Hong Kong(CNN Business) Two years after humans last landed a probe on Mars, both the United States and China are launching missions to the red planet this month and setting up a new arena for their growing rivalry.
China's Tianwen-1 blasted off around midday Thursday from Hainan Island in the country's south, while NASA's Perseverance rover is scheduled to launch on July 30. Both probes are expected to reach Mars in February 2021.
Perseverance aims to answer questions about the potential for life on Mars, including seeking signs of habitable conditions in the planet's ancient past and looking for evidence of microbial life. The rover has a drill which can be used to collect core samples from rocks and set them aside to potentially be collected and examined by a later mission.
If successful, Perseverance will be the seventh probe NASA has landed on Mars, and the fourth rover. Curiosity, which landed on the red planet in 2012, is still sending back data about the Martian surface.
Tianwen-1, whose name means "Quest for Heavenly Truth," is China's first mission to Mars. The probe will orbit the planet before landing a rover on the surface, with the hope that it can gather important information about the Martian soil, geological structure, environment, atmosphere, and search for signs of water.
In a paper last week, the scientific team behind Tianwen-1 said the probe is "going to orbit, land and release a rover all on the very first try, and coordinate observations with an orbiter. No planetary missions have ever been implemented in this way."
By contrast, NASA sent multiple orbiters to Mars before ever attempting a landing. Pulling off the landing is a far more difficult task.
"If successful, it would signify a major technical breakthrough," the Chinese team wrote in the journal Nature.
In their paper, the Tianwen-1 scientists noted the chance for international collaboration to "advance our knowledge of Mars to an unprecedented level." It's not only their own probe and NASA's that are arriving at the planet next year, but also the United Arab Emirates' Hope Probe, which blasted off on Sunday. The Hope Probe is the Arab world's first interplanetary mission.
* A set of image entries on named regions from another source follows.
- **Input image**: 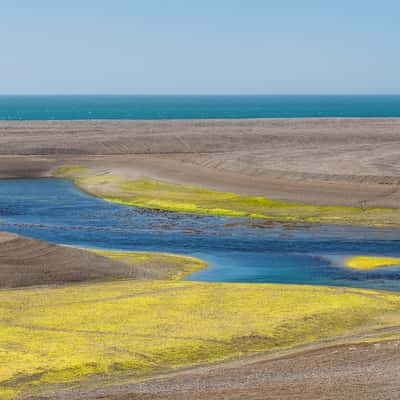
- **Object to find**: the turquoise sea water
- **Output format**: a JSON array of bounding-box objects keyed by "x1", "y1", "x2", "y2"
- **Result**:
[
  {"x1": 0, "y1": 95, "x2": 400, "y2": 120},
  {"x1": 0, "y1": 179, "x2": 400, "y2": 291}
]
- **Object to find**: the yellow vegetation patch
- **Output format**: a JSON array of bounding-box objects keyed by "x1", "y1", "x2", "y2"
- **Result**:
[
  {"x1": 0, "y1": 281, "x2": 400, "y2": 398},
  {"x1": 346, "y1": 256, "x2": 400, "y2": 270},
  {"x1": 56, "y1": 167, "x2": 400, "y2": 226},
  {"x1": 86, "y1": 249, "x2": 208, "y2": 280}
]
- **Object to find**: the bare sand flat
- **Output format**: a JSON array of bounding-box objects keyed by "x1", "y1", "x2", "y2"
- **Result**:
[
  {"x1": 0, "y1": 119, "x2": 400, "y2": 400},
  {"x1": 0, "y1": 232, "x2": 201, "y2": 289},
  {"x1": 0, "y1": 119, "x2": 400, "y2": 207}
]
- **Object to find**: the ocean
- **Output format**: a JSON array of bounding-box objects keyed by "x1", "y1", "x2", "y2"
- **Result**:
[{"x1": 0, "y1": 95, "x2": 400, "y2": 120}]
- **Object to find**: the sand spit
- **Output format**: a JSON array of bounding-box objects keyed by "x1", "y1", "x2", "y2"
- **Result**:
[
  {"x1": 0, "y1": 232, "x2": 205, "y2": 288},
  {"x1": 0, "y1": 119, "x2": 400, "y2": 208}
]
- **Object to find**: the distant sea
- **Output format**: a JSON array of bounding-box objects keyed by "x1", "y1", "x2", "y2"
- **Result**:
[{"x1": 0, "y1": 95, "x2": 400, "y2": 120}]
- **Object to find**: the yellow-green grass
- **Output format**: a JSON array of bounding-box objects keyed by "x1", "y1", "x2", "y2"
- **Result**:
[
  {"x1": 54, "y1": 166, "x2": 400, "y2": 226},
  {"x1": 0, "y1": 280, "x2": 400, "y2": 399},
  {"x1": 87, "y1": 249, "x2": 208, "y2": 280},
  {"x1": 346, "y1": 256, "x2": 400, "y2": 270}
]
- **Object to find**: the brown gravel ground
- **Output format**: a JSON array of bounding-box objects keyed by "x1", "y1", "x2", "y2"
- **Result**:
[
  {"x1": 0, "y1": 119, "x2": 400, "y2": 207},
  {"x1": 24, "y1": 341, "x2": 400, "y2": 400}
]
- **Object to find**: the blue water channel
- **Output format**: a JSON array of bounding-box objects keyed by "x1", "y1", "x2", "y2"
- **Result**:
[{"x1": 0, "y1": 179, "x2": 400, "y2": 291}]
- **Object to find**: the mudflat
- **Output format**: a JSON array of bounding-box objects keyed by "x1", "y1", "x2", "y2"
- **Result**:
[{"x1": 0, "y1": 118, "x2": 400, "y2": 208}]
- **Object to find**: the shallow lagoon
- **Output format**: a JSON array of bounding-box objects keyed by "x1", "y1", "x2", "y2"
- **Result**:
[{"x1": 0, "y1": 179, "x2": 400, "y2": 291}]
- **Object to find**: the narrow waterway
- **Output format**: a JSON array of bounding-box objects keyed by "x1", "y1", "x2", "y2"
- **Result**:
[{"x1": 0, "y1": 179, "x2": 400, "y2": 291}]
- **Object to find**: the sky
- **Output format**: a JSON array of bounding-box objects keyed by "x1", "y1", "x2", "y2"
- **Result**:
[{"x1": 0, "y1": 0, "x2": 400, "y2": 94}]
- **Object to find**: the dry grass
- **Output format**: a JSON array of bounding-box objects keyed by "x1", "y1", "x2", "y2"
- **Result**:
[
  {"x1": 55, "y1": 166, "x2": 400, "y2": 226},
  {"x1": 0, "y1": 281, "x2": 400, "y2": 399}
]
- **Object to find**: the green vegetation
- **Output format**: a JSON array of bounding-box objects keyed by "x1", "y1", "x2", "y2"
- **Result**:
[
  {"x1": 0, "y1": 281, "x2": 400, "y2": 399},
  {"x1": 87, "y1": 249, "x2": 207, "y2": 280},
  {"x1": 55, "y1": 167, "x2": 400, "y2": 226},
  {"x1": 346, "y1": 256, "x2": 400, "y2": 270}
]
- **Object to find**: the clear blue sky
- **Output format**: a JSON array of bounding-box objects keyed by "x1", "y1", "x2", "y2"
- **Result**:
[{"x1": 0, "y1": 0, "x2": 400, "y2": 94}]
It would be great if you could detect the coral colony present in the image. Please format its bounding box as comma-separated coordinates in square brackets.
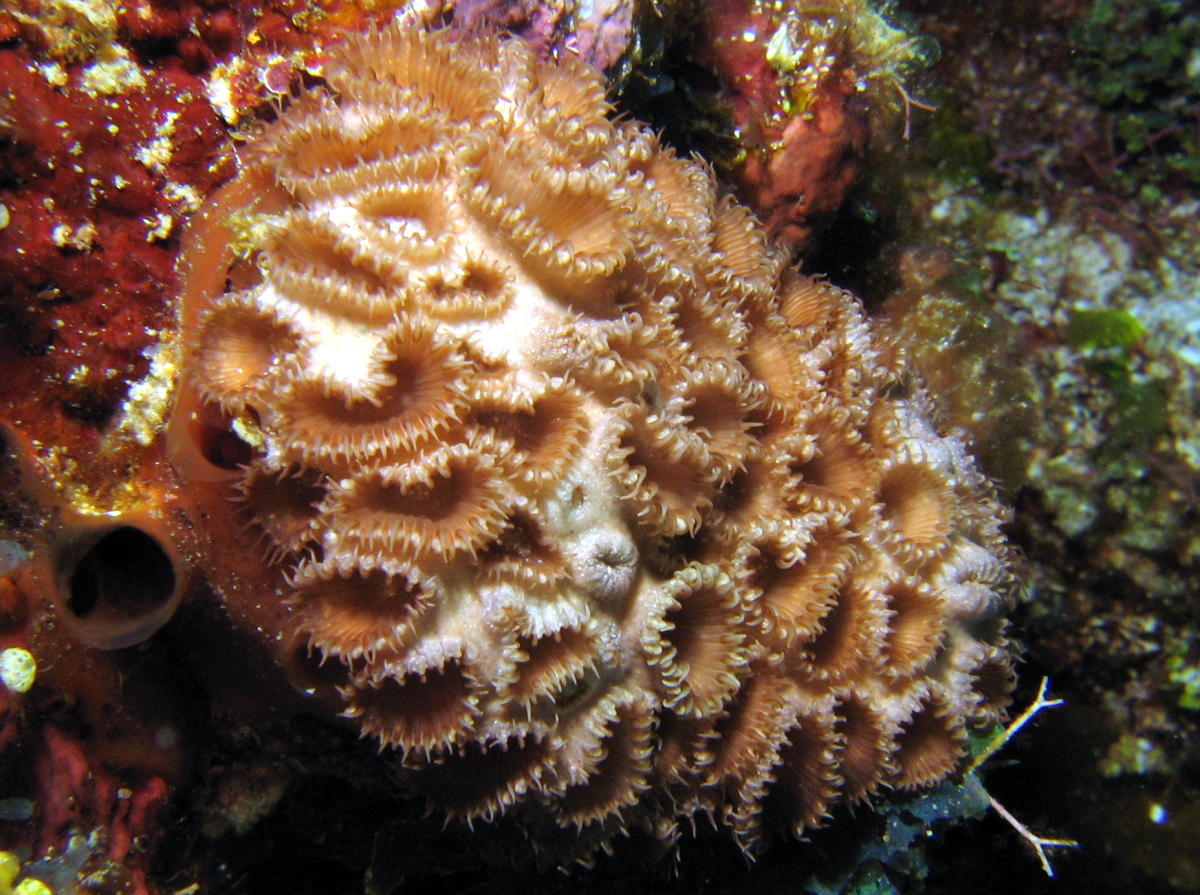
[170, 29, 1009, 848]
[0, 20, 1012, 887]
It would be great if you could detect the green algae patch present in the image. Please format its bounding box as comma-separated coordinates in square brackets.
[1066, 308, 1146, 350]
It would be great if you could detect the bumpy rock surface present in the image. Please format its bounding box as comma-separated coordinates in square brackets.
[172, 30, 1012, 848]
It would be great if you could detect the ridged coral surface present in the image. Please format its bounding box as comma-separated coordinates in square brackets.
[172, 29, 1010, 848]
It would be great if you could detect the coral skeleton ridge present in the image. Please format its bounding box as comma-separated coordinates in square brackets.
[169, 28, 1012, 852]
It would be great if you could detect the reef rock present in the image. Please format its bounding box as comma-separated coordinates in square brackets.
[169, 29, 1012, 848]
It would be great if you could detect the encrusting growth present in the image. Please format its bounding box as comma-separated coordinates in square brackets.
[170, 28, 1012, 849]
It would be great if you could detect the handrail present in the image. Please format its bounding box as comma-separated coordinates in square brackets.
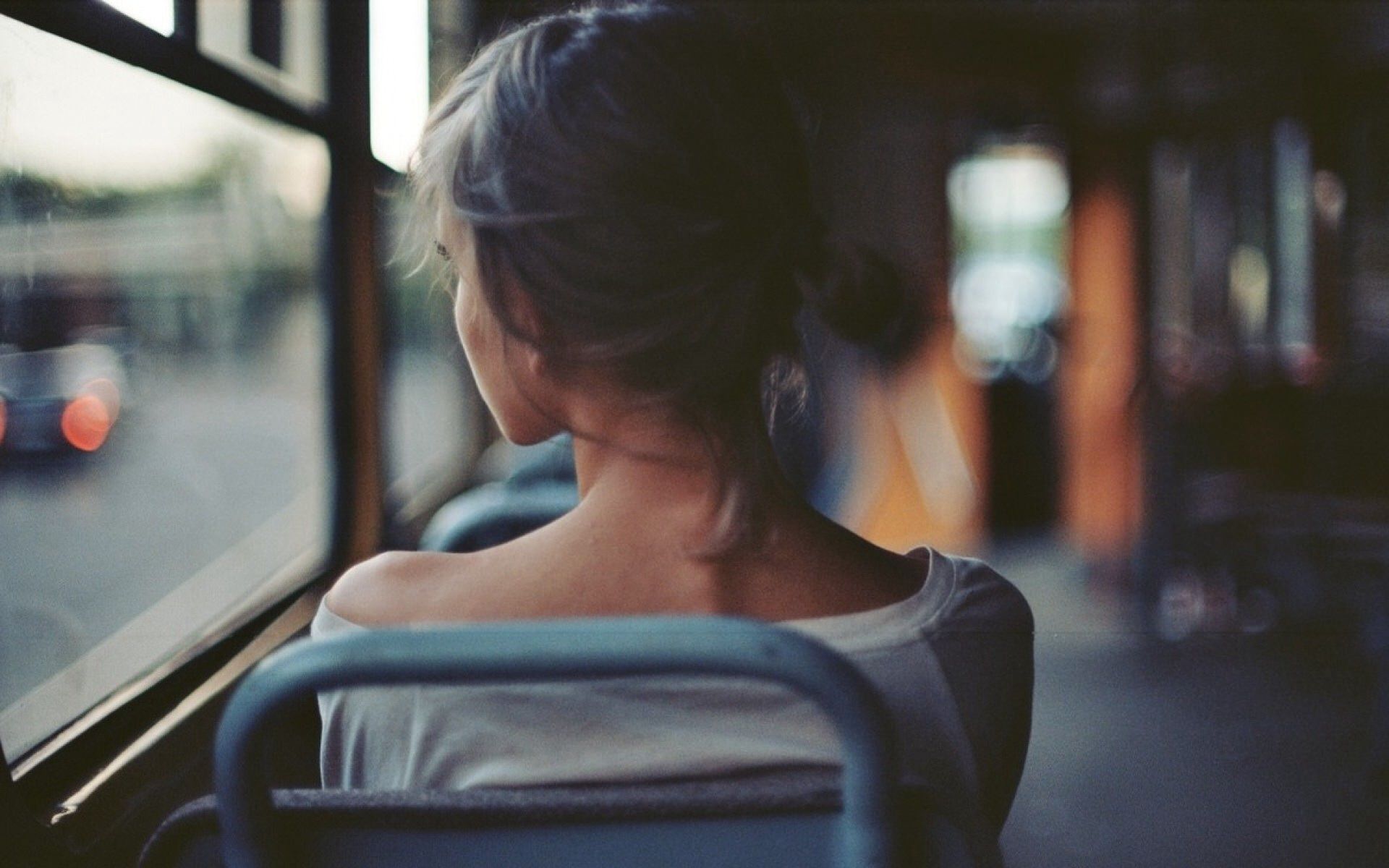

Scientists working for NASA and China's space agency have enjoyed a collegiate relationship in the past. They've collaborated on the International Space Station, and congratulated each other on successful missions, such as China's landing of a probe on the far side of the Moon, the first country to ever do so.
But for all the insistence of those involved to the contrary, the space race is inescapably political. NASA's early missions, particularly its historic landing of humans on the Moon in 1969, were fueled by the Cold War rivalry between Washington and the Soviet Union.
Beijing, for its part, is well aware of the potential prestige it could gain by outstripping the US in space. If Tianwen-1 is successful, it has plans to eventually send a manned mission to Mars.
Under President Xi Jinping, China has invested billions of dollars in building up its space program, even as it asserted its influence back on Earth more aggressively and pursued the "great rejuvenation of the Chinese nation."
Space has been singled out by the Chinese government in its 13th Five Year Plan as a research priority, especially deep space explorations and in-orbit space craft. As well as the Mars mission, Beijing is also planning to launch a permanent space station by 2022, and is looking at sending a manned probe to the Moon possibly in the 2030s.
This program is building on the findings from China's recent missions to the Moon, particularly the Yutu rovers, the first of which had to abandon its mission half way into the three-month timescale due to a breakdown. Yutu-2, which landed on the far-side of the Moon last year, has been a huge success.
"Our overall goal is that, by around 2030, China will be among the major space powers of the world," Wu Yanhua, deputy chief of the National Space Administration, said in 2016.
China came late to the space race. And while it has made incredible strides in recent decades, outpacing NASA — at least in terms of bragging rights, if not scientifically — would require something spectacular, like landing a human on Mars.
But there is a reason that since 1972, all space exploration has been carried out by robots. Not only are they cheaper, they're also far longer-lasting and more durable: No country wants to be the first to have an astronaut die on another planet.
Landing robotic probes on Mars is hard enough, given the planet's atmospheric conditions. Getting a human there safely might be next to impossible.
But this hasn't stopped politicians speculating about a manned mission to the red planet. Early in his term, US President Donald Trump authorized NASA to "lead an innovative space exploration program to send American astronauts back to the moon, and eventually Mars."
Trump also created Space Force, a new branch of the armed services. At an unveiling of the organization's flag earlier this year, the US leader said that "space is going to be the future. Both in terms of defense and offense and so many other things."
"Already, from what I'm hearing and based on reports, we are now the leader in space," he added.
Nor is Washington about to let China overtake it. Last year, when CNN quoted Joan Johnson-Freese, a professor at the US Naval War College, saying the "odds of the next voice transmission from the moon being in Mandarin are high," Trump-appointed NASA administrator Jim Bridenstine retorted, "Hmmm, our astronauts speak English."